I can barely read beyond this essay because I actually start sobbing for McDonald and all other burn victims of the world. And I want him to know that I hear the validity of his question.  

In the following essays, Dillard challenges me to wonder HOW I see by arguing that likely, I see what I expect. She cites author Stewart Edward White who writes about the way of seeing deer: "As soon as you can forget the naturally obvious and construct an artificial obvious, then you will see deer. " In other words, I am one who walks with a camera (from shot to shot) or without one, to allow an internal shutter to open as I see a new way, allowing me to become a true observer.

Dillard takes me with her on her own journey of sometimes seeing the mirage of immortality that gets constructed in between nature's harsh evidence that life is finite. And if I can see the mirage for what it is, I will take her advice when she says: "SPEND the afternoon. You can't take it with you." 

She asks: "What would you do if you had fifteen minutes to live before the bomb went off? Quick: What would you read?"

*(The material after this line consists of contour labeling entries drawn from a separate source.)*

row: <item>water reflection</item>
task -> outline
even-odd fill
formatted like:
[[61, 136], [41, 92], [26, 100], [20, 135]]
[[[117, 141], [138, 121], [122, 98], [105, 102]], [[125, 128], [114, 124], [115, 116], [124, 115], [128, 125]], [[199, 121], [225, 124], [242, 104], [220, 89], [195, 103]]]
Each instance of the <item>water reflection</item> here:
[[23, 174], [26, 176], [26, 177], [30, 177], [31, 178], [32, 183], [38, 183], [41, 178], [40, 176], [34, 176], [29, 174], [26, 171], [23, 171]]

If I had that newspaper clipping about McDonald, maybe I'd read that. Or the cards my kids have written me over the years. Or nothing at all. And ask indignantly (mainly because I don't know whether I truly hate death), "Why does God hate us?" 

Thursday, September 24, 2020



That the title of this book explains the absurd nature of "solutions" by correlating it with "other problems" invites me in. 

When my brother took his life in 2013, I was feeling a lot of things and I wanted to say a lot of things. Mostly that nothing makes sense and that everything hurts. And when I tried to say those things, unsolicited advice came my way with "solutions" that I wasn't seeking and advice that I wasn't interested in. Turns out the universe is filled with people wanting to make a person who is feeling bad to either feel bad about feeling bad or to stop feeling bad. Like the only feeling worthy of having is a "good" one, or a brave one, or a choose happy one. Thankfully, my therapist at the time wasn't dispensing solutions or advice. He simply was and was helping me be.

In Chapter 10 of SOLUTIONS and OTHER PROBLEMS by Allie Brosh, we learn that Allie has also experienced heartbreaking loss. Her sister. Through her drawings and words, Brosh explains the sensation of the bad feelings that you want to explain to the world in such a grim situation. She does this in the most brutally untidy and most dignified way I've ever read.

Yesterday, I tuned into a zoom call where Brosh was interviewed by Marc Maron about this new book. It was lovely. When asked about her favorite comedians, she said that Dave Chapelle's optimism is one she can get behind, noting that Chapelle doesn't cover up the pointlessness and hurt to have the audience only notice the balloons and rainbows. She also stated a discomfort in the idea of advising anyone about anything, but prefers to be an "open source" for anyone who wants to observe how she is going through it. I realize that the most significant influencers in my life don't come at me with unsolicited solutions and advice. Rather, they live and open up the way they live, in case I want to observe it. And sometimes, I derive something helpful from the observation if it comes into view.

That's what this book is. It is an open source where I get to observe stories that allow me to strongly identify, that make me feel that Brosh is weird, that I'm weird, that life is weird, and sometimes, there are balloons.

If HYPERBOLE AND A HALF (Brosh's first book) is about coping with depression, SOLUTIONS and OTHER PROBLEMS is about coping with loss. I'm grateful for both.